High Practical Value: The framework can process videos of arbitrary length, supporting real-world scenarios such as movies and TV shows.

Limitations & Future Work¶

Retrieval relies on textual similarity, which might perform poorly for purely visual questions lacking any text clues.
The answer module uses Llama2-chat instead of a video model, making it unable to leverage the visual information of the retrieved video frames (ablation studies showed that directly using video frames led to a performance drop).
The clip-level accuracy on TVQA-Long is 41.78%, which, despite outperforming previous SOTA by 14.94%, still leaves considerable room for absolute performance improvement.
The impact of clip segmentation granularity and top-k configurations across different question types has not been thoroughly validated.

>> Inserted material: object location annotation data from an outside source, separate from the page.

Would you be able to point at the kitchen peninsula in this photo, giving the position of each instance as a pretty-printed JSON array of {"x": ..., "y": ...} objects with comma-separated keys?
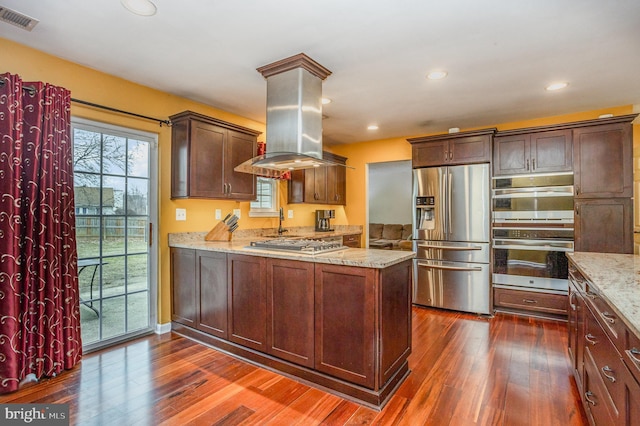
[{"x": 340, "y": 320}]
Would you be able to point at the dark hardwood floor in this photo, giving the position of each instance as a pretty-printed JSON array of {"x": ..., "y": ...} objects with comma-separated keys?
[{"x": 466, "y": 370}]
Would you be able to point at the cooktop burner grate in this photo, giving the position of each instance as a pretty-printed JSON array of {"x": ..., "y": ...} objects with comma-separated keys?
[{"x": 302, "y": 245}]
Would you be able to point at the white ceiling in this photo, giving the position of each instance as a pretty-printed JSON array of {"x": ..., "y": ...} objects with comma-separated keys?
[{"x": 500, "y": 54}]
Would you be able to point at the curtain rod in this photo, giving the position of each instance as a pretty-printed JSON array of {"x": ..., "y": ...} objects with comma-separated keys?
[
  {"x": 32, "y": 90},
  {"x": 91, "y": 104}
]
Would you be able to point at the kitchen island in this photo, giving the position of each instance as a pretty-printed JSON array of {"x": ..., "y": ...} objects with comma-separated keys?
[
  {"x": 604, "y": 335},
  {"x": 339, "y": 320}
]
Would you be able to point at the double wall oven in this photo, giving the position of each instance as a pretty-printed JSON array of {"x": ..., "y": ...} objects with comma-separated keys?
[{"x": 532, "y": 231}]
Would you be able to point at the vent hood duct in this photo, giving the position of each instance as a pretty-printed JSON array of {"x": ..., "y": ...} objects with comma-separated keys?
[{"x": 294, "y": 118}]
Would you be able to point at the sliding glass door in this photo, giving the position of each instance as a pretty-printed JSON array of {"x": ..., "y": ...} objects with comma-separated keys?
[{"x": 115, "y": 205}]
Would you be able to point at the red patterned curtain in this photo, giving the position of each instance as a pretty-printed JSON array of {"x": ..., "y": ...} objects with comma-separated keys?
[{"x": 39, "y": 298}]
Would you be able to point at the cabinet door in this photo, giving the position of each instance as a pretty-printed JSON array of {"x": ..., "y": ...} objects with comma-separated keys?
[
  {"x": 345, "y": 323},
  {"x": 603, "y": 161},
  {"x": 183, "y": 286},
  {"x": 206, "y": 174},
  {"x": 212, "y": 282},
  {"x": 551, "y": 151},
  {"x": 426, "y": 154},
  {"x": 336, "y": 185},
  {"x": 290, "y": 304},
  {"x": 511, "y": 155},
  {"x": 240, "y": 147},
  {"x": 604, "y": 225},
  {"x": 247, "y": 311},
  {"x": 471, "y": 149}
]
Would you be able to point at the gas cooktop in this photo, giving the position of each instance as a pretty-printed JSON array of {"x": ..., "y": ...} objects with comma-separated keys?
[{"x": 304, "y": 246}]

Compared to MovieChat (memory consolidation) and LLaMA-VID (token compression), Goldfish takes the path of "retrieval" rather than "compression," holding a distinct preference for maintaining information integrity.
The three-stage training of MiniGPT4-Video continues and improves upon the architectural design of MiniGPT-v2.
The decoupled architecture of retrieval and generation facilitates independent upgrades for each submodule.

Rating¶

Novelty: ⭐⭐⭐⭐ — The concept of applying RAG to long video understanding is novel, though the overall design represents an engineering combination innovation.
Experimental Thoroughness: ⭐⭐⭐⭐⭐ — Covered 4 long video benchmarks and 5 short video benchmarks, with comprehensive ablation studies across retrieval inputs, text encoders, answer modules, and video lengths.
Writing Quality: ⭐⭐⭐⭐ — Clearly structured with well-articulated motivation, although some mathematical notations are slightly redundant.
Value: ⭐⭐⭐⭐ — High practical value; the framework is simple yet effective, providing significant reference value for long video understanding research.